É o que, também, diz a Morte ao entregar um ser à Vida.

terça-feira, 6 de janeiro de 2015

Vizinhos


Essa história é verídica, aconteceu com um conhecido meu. Foi há tempos atrás, quando ele ainda era um garotinho de apenas uma década de vida e ainda morava com seus pais na Rua Aquidaban, perto do Ginásio de Esportes e do Cemitério, em Umuarama, interior do Paraná. Estavam reformando a casa. Era uma reforma grande, portanto, os quatro membros de sua família tiveram que passar aquele mês morando na edícula, nos fundos do quintal. A edícula dividia uma das paredes com a da casa do vizinho dos fundos. 

Tudo transcorreu tranquilamente durante os primeiros dias, até que, em uma noite, já durante alta madrugada, os vizinhos resolveram mudar a arrumação do quarto. Era uma barulheira de móveis sendo arrastados de um canto para o outro que seguiu até quase o sol nascer, destruindo qualquer esperança de um sono tranqüilo e revigorante para a família.Se fosse apenas por uma noite, não haveria mal algum.Porém, o barulho da arrastação de móveis e sonoplastias diversas começou a ficar rotineiro e atrapalhar demais a paz e o sono da família, que já tinha que conviver com o barulho e poeirada reforma de sua casa durante o dia todo. 
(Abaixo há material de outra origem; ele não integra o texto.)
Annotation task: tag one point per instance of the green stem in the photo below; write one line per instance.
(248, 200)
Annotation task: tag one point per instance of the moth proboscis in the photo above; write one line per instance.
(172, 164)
Depois de vários dias cultivando olheiras, já cansada com a indecisão dos vizinhos com a nova arrumação do quarto que parecia não terminar nunca, a mãe do meu amigo aproveitou uma tarde mais livre e foi lá pedir alguma providência. Ao chegar em frente ao portão do vizinho barulhento, percebeu que ali não morava ninguém, era a sede da ACESF, uma autarquia do município de Umuarama cuja sigla significa Administração de Cemitérios e Serviços Funerários, e não deixa mistério algum sobre suas funções.

Naquele tempo, a ACESF era na mesma Avenida Gov. Parigot de Souza, mas numa casinha pequena e branca, com uma lua em alto relevo sobre a porta da frente. Lá, no quarto dos fundos, era o lugar onde se estocava os caixões vazios e se preparava os cadáveres que chegavam do IML para que pudessem ser velados e enterrados no Cemitério Municipal, do outro lado da rua.

“Tudo bem que serviço funerário não tem hora pra acontecer, mas pelo menos deviam fazer menos barulho pela madrugada!” – pensou consigo a mãe do amigo. E assim que foi atendida pelo funcionário desabafou polidamente:

- Oi, eu sou sua vizinha dos fundos e nosso quarto divide a mesma parede com o quarto dos fundos de vocês. Sei que não tem hora pra se morrer e nem pra vocês trabalharem, mas o pessoal que vem pro turno da noite tem feito muito barulho durante a madrugada inteira... arrastando móveis pra lá, coisas pra cá. Isso tem atrapalhado muito o sono da minha família. O funcionário, meio espantado, porém, bastante solícito, respondeu:

- Senhora, peço desculpas pelo barulho, mas infelizmente não podemos fazer muita coisa. Aqui não existe turno da noite, nós só trabalhamos até as 18 horas.